The detection of oligoclonal immunoglobulin G (IgG) in CSF is a basic part of a laboratory supported diagnosis of MS (3). An unexplained high frequency of combined intrathecal measles, rubella and varicella zoster virus (VZV) antibodies in CSF of patients with (MS) (4) or autoimmune diseases with involvement of the CNS (6) allows the diagnosis of a chronic inflammatory process (autoimmune type) at the time of the first clinical manifestation (1, 4). This is also important for diagnosis of cases with a monosymptomatic start of the disease like an optical neuritis or an uveitis intermedia and periphlebitis retinae (7).

It was a long way to understand that antibodies, which are synthesized in brain and in blood, are not only directed against a causative antigen (clonal selection) but also against other antigens, which are not involved in the cause of the disease.

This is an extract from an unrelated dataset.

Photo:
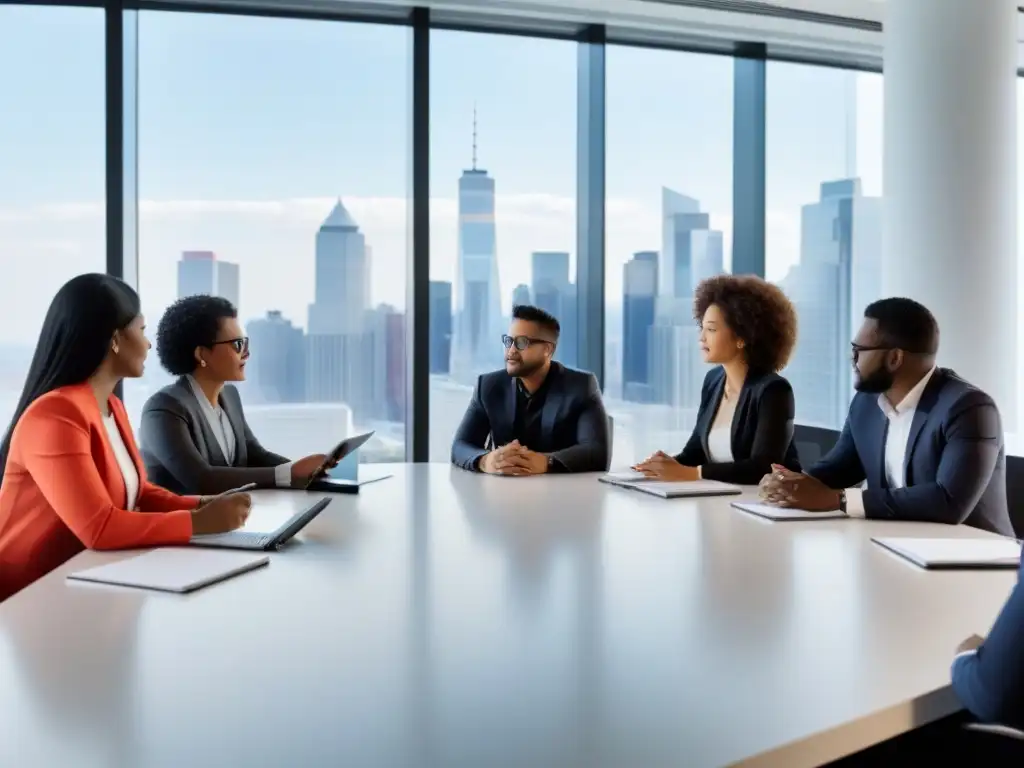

The first detection of intrathecal measles antibody synthesis (8) in multiple sclerosis (MS) led to the hypothesis of a virus aetiology of MS. Later observations showed a polyspecific antibody synthesis against rubella, varicella zoster, herpes simplex, mumps viruses (9) in the single MS-patient. Meanwhile there are also reports about the intrathecal synthesis of autoantibodies against ds-DNA, observed in a fraction of MS patients (4, 6).

It is the recognition of an immunological network (10), which gives the clue to understand the polyspecific, oligoclonal immune response.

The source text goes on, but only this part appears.